Why is my life declared by nix?

Andrew Fontaine <andrew@afontaine.ca>

If you’ve taken a peak at the source for this site, you might have noticed a flake.nix file sitting squarely at the root of the project. I’ve been using NixOS on my home lab for about 5 years now, although poorly until about 2 years ago, and for the most part I’ve enjoyed my experience.

How did it start?

When I was initially playing around with Linux, Ubuntu was my starting point, as is often the case. It was thrilling to not boot into Windows, but some other system. It was also pleasing to be able to (much easily) complete my school work without sitting in the CompSci labs, instead finishing them from the comfort of the campus bar. One of my friends had some spare computer parts and set up a home server so we could play Minecraft together, and his biggest complaints were around 2 things:

  1. configuring everything is a pain, and
  2. big upgrades break everything.

When I finally got around to needing my own server, I explored the distribution space, looking for distributions that tackled those two points above all else, which, somehow, lead me to NixOS. What appealed most to me was that configuration of most everything was handled in one configuration.nix file and not several files scattered throughout the /etc folder.

Originally, I used NixOS very minimally. The most advanced feature I utilized was to set up my own SystemD service, which ran docker-compose in a specific folder. Not very nix-y, but we all have to start somewhere.

How is it going?

Since then, my home server, laptop, desktop and VPS are all running NixOS. My usage of nix has also expanded to encompass my dot files via home-manager, manage secrets with sops-nix, and configure my work macbook via nix-darwin. I manage the VPS through the awesome deploy-rs tool, and deploy this site to it using flakes, the concept that really made everything click.

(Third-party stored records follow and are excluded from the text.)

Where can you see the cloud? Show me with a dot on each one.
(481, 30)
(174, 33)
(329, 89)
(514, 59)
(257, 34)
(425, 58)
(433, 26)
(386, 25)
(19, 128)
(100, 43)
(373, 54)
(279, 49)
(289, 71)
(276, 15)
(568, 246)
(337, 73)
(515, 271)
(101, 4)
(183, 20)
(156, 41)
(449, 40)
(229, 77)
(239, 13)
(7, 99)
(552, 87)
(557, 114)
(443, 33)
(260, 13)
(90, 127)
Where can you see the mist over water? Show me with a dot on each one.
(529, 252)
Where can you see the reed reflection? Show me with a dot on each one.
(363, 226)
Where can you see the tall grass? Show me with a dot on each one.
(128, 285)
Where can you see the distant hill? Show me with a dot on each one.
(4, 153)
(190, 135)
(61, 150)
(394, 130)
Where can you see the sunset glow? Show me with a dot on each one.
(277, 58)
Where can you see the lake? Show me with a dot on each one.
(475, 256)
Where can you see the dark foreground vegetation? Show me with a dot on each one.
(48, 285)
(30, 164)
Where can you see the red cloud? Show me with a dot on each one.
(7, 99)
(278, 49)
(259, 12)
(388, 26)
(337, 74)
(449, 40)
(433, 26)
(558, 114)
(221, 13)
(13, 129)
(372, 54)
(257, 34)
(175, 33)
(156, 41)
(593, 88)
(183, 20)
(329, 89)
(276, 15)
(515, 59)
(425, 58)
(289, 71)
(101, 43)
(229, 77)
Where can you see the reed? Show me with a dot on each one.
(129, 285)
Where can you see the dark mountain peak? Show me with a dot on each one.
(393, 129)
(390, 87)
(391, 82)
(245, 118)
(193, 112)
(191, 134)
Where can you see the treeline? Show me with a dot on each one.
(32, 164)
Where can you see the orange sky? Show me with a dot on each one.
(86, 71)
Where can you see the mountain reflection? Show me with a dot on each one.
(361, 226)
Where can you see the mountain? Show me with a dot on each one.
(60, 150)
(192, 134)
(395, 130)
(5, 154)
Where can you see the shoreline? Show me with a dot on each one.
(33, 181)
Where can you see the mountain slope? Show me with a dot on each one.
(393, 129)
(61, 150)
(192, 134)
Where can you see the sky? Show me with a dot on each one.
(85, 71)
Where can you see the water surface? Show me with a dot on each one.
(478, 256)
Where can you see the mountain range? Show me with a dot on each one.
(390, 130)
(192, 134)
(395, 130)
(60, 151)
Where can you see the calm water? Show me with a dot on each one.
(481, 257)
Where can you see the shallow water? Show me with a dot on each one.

Now it’s no issue at all to spin up a new service on my VPS (like this blog!), or add new programs to my user configuration, or update my desktop and laptop to be in sync with each other, configuration-wise. As long as I remember to actually commit and push changes, pulling them onto another machine is a breeze.

Sure, there are some struggles when it comes to dealing with the macbook, but nix is also a programming language, which means expressions, conditionals, functions, and all the right tools to separate what doesn’t work on the macbook with what does.

I’ve found that Nix has helped me simplify my management of all my computers, and if I could manage my fridge with it, I could.


Inspired and itching to try nix out? I recommend checking out:

This was a pretty high-level overview, of “why nix”, with none of the fun technical details, and while this didn’t get technical at all, I think once I get into the swing of writing again, I’ll be getting more technical in posts again.